Жажда всевластия | страница 116



Мы расслабляемся и смеемся, в ту минуту мы готовы простить друг другу прошлые подлости и увертки — ведь сейчас мы безобидны. Пирушка движется по своим извечным законам: начинаются танцы, потом парень из корпусного бюро пытается толкнуть речь, но остальные стаскивают его со стула, на который он взгромоздился, все опять устаканивается. Волны смеха, особо удачных историй и свежих острот перекатываются по головам.

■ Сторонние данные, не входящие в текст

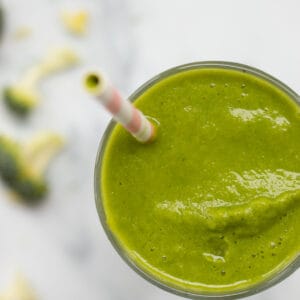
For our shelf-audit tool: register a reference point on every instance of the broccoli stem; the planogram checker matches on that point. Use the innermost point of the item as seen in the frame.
(54, 61)
(40, 151)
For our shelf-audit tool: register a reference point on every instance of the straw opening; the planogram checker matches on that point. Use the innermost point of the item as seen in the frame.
(93, 82)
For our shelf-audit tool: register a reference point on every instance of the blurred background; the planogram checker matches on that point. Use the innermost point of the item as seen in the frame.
(59, 247)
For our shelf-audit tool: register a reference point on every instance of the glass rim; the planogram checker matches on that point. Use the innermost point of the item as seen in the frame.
(270, 281)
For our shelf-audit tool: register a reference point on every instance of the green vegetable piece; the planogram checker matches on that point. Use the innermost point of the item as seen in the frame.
(22, 96)
(23, 166)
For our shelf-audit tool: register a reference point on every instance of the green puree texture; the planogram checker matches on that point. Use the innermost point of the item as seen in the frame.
(214, 203)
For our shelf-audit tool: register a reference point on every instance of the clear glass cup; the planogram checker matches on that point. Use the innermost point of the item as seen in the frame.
(248, 291)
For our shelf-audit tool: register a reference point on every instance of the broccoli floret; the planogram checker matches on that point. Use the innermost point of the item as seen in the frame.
(19, 289)
(23, 166)
(75, 21)
(23, 96)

Но мне пора, я должен покинуть этот праздник души, да и если вдуматься — в таких исчезновениях среди бала есть своя прелесть. Ты не ждешь угасания вечера, когда люди будут заливать в себя последние капли, спешно дожевывать бутерброды и подчищать тарелки, не ощущаешь распада той празднично-веселой атмосферы, из которой и состоит отдых. Всё это будет позднее, и твой уход — как вырезание сердца из арбуза: мякоть без семечек. Так историки не любят вспоминать закат и угасание великих империй, это всегда нагоняет дикую тоску, и потому время расцвета, славы, могущества любого государство исследовано много лучше темных провалов. Передаю командование балом Памеженцевой, отмечаюсь у следящих систем и растворяюсь в багровых вспышках, пляшущих на зеркальных стенах.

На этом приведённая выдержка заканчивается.